WORK IN PROGRESS Season Two (2021)

(Cable+Showtime) Yes, I have previously posted about WORK IN PROGRESS, and yes, WORK IN PROGRESS has been canceled and has been off-the-air for several months now, but I still want to boost it because it’s amazing, and not just because they literally shot it next-door to me.

Re-read the prior post for the particulars but I wrote that during the first season, and despite the fact that I’m not a self-proclaimed fat, queer woman, it hit me like a ton of bricks.

WORK IN PROGRESS S1 centers on suicidal ideation due to the death of a therapist and general dissatisfaction in life. WORK IN PROGRESS S2 is all about discerning what you need with therapy. It’s an extremely complex and thorny season of TV, but vastly appreciated, because we can all use therapy; don’t say you don’t need therapy because I guarantee you that you over-use your loved ones for emotional labor and that’s a shitty thing to do! But knowing what you want from therapy is also extremely difficult, and requires quite a bit of self-reflection and acknowledgement, and successfully navigating that is a lot.

There’s always the question as to the means and ends of therapy, of when one can move along from trauma, when the problem is ‘solved’, and the penultimate episode reckons with that and it had me in tears.

Life is complicated. I hate this. I hate hurting so much. I hate thinking and feeling so much. This entire goddamn blog was started during the pandemic and I’d be a liar if I said it’s anything other than a way to try to process everything, and WORK IN PROGRESS is — well, was — an astounding piece that I could latch onto. Not just because it was shot in my neighborhood, not because of it being queer-adjacent, not just because it reflected on the lost past of Chicago’s Girlstown, but that it fundamentally grapples with people trying to fix themselves in an entertaining, but enlightening ways.

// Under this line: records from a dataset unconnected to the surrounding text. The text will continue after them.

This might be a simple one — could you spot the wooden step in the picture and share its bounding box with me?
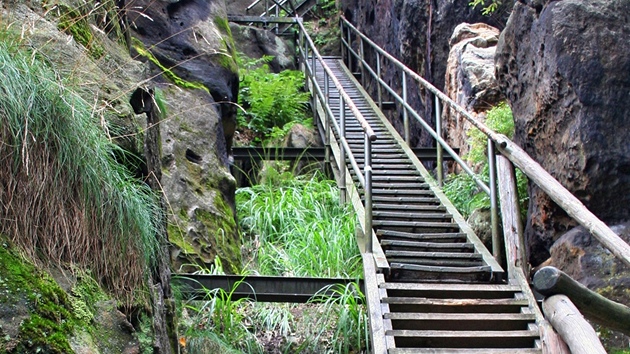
[385,330,540,348]
[381,292,529,313]
[375,230,466,242]
[379,282,521,299]
[372,210,453,221]
[381,240,474,252]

The show was unfortunately canceled after the second season, however, I feel lucky a second season exists. It resolves itself naturally and in its own humanist way, and is a work I will consistently extoll to others because of how frank it is, how heartfelt it is, and how singularly Chicago it is.


I initially wrote this post several months ago and sat on it because, well, reasons. I just learned that Showtime has gone all HBO MAX and scrubbed it from being available to stream for unknown reasons. Please keep your eyes peeled for its reappearance but, goddamnit, of all of the second seasons of shows to remove from streaming services, this seems absolutely hateful. My apologies for recommending something that is absolutely unavailable for the time being unless you have a proper cable subscription.